After, I got to see a lot of Montreal, and ate in the best French restaurant I've ever been in outside of Paris. (sorry I missed the BOF everyone - hunt me down and yell at me tomorrow at 10:30 AM - I'll be wearing a red PerlMonks shirt ;) Overall, the city has a very safe feel to it, even at night, which is a nice change from most US cities. I think Montreal, although a bit far for some, was a great choice, as it was a chance to see a whole new country, not just another US city (okay, it was not a new country for *some* people there...). If you can't make a YAPC (and you should by any means possible next years'), at least make an effort to attend or even arrange one of Damian's talks around the world to local PM groups (that's PerlMongers, not PerlMonks, of course. But we would welcome Damian here as well.)
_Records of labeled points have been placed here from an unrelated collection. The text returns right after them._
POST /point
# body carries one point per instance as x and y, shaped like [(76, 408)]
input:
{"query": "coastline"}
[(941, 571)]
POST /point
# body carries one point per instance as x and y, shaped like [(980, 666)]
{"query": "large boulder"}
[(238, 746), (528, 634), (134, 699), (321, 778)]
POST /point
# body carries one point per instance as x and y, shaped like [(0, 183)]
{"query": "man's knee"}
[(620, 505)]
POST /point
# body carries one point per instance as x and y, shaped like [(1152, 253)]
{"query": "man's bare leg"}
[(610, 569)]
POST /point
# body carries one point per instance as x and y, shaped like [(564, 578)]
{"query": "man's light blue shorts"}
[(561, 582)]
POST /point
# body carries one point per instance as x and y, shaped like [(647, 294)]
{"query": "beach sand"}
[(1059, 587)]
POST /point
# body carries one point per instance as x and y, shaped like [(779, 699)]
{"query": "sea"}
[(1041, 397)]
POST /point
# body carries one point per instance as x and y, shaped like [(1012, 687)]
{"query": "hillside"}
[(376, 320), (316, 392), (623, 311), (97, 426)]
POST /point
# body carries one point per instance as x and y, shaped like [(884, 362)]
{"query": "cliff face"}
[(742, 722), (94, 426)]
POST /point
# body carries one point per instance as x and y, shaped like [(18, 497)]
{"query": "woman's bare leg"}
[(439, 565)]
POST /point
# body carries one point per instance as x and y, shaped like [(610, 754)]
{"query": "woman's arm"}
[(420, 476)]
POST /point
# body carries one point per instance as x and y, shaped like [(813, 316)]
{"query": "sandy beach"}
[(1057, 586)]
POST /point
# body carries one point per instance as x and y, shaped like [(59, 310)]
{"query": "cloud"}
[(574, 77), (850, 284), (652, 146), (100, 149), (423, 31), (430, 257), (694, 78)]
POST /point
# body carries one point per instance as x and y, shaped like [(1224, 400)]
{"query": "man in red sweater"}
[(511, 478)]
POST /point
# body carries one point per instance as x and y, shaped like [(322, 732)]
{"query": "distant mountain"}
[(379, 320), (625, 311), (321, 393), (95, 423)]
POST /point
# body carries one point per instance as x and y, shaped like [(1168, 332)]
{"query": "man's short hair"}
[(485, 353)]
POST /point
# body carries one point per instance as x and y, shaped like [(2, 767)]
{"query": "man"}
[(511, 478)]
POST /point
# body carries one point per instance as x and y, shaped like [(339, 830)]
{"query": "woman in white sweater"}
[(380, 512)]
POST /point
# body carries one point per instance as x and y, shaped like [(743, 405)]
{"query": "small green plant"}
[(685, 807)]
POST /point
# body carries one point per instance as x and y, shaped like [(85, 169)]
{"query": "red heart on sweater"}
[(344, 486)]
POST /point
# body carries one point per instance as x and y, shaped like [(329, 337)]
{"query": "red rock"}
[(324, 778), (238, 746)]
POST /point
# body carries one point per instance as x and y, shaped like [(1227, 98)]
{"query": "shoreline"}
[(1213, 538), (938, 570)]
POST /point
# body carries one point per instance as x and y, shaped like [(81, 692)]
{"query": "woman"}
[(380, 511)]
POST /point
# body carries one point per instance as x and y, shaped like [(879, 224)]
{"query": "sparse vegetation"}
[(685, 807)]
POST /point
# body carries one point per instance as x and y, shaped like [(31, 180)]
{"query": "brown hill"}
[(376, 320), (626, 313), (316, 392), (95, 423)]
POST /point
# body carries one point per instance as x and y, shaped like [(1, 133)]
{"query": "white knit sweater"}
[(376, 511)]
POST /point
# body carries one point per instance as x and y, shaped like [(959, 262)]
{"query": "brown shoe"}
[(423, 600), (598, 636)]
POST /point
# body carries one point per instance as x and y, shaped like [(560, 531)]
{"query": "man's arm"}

Replies are listed 'Best First'.
Re: $YAPC::America::{'$Day2'}
by japhy (Canon) on Jun 15, 2001 at 15:38 UTC
    The code example was:
    if (!open FH, $file) { open *$@&-ing FH, $defaultfile, *$@&-er or *@$&-ing die; }
    And turnstep, I am going to hunt you down and find you. Fear not.

    japhy -- Perl and Regex Hacker
Re: $YAPC::America::{'$Day2'}
by frag (Hermit) on Jun 15, 2001 at 09:52 UTC
    Anyone interested in catching one of Damian's talks can check out his itinerary online.

    (Monks near Chicago in particular should note that he's coming to Chicago next week.)

    -- Frag.

Re: $YAPC::America::{'$Day2'}
by delegatrix (Scribe) on Jun 18, 2001 at 03:32 UTC
    I think it ironic that the best choice they made was due to the fact that the project was volunteer and unfunded, and probably would have had an expensive, commercial solution that did not work as well, had it been funded.

    Interestingly, even funded projects at the Census Bureau use open-source, for example the on-line form last year was a complete open-source yet funded project. A lot depends on what office and what bureaucrat leads a project.

    Since State and County QuickFacts grew out of a more enlightened office (mine), open-source may have been the path we chose even with funding, but as it was, open-source moved the project along, eliminated procurement, and let us concentrate on the data, interface, and user.

    Funding would allow us to put more people on the project, expand data sets, and provide some PR/marketing efforts. But again, open-source lets us put the money into resources aside from expensive software.

    (edited to add some more info)

    And yes, this was an advocacy talk. I find it helps others in less enlightened workplaces to hear about government open-source projects. "Hey - even the government uses this stuff!"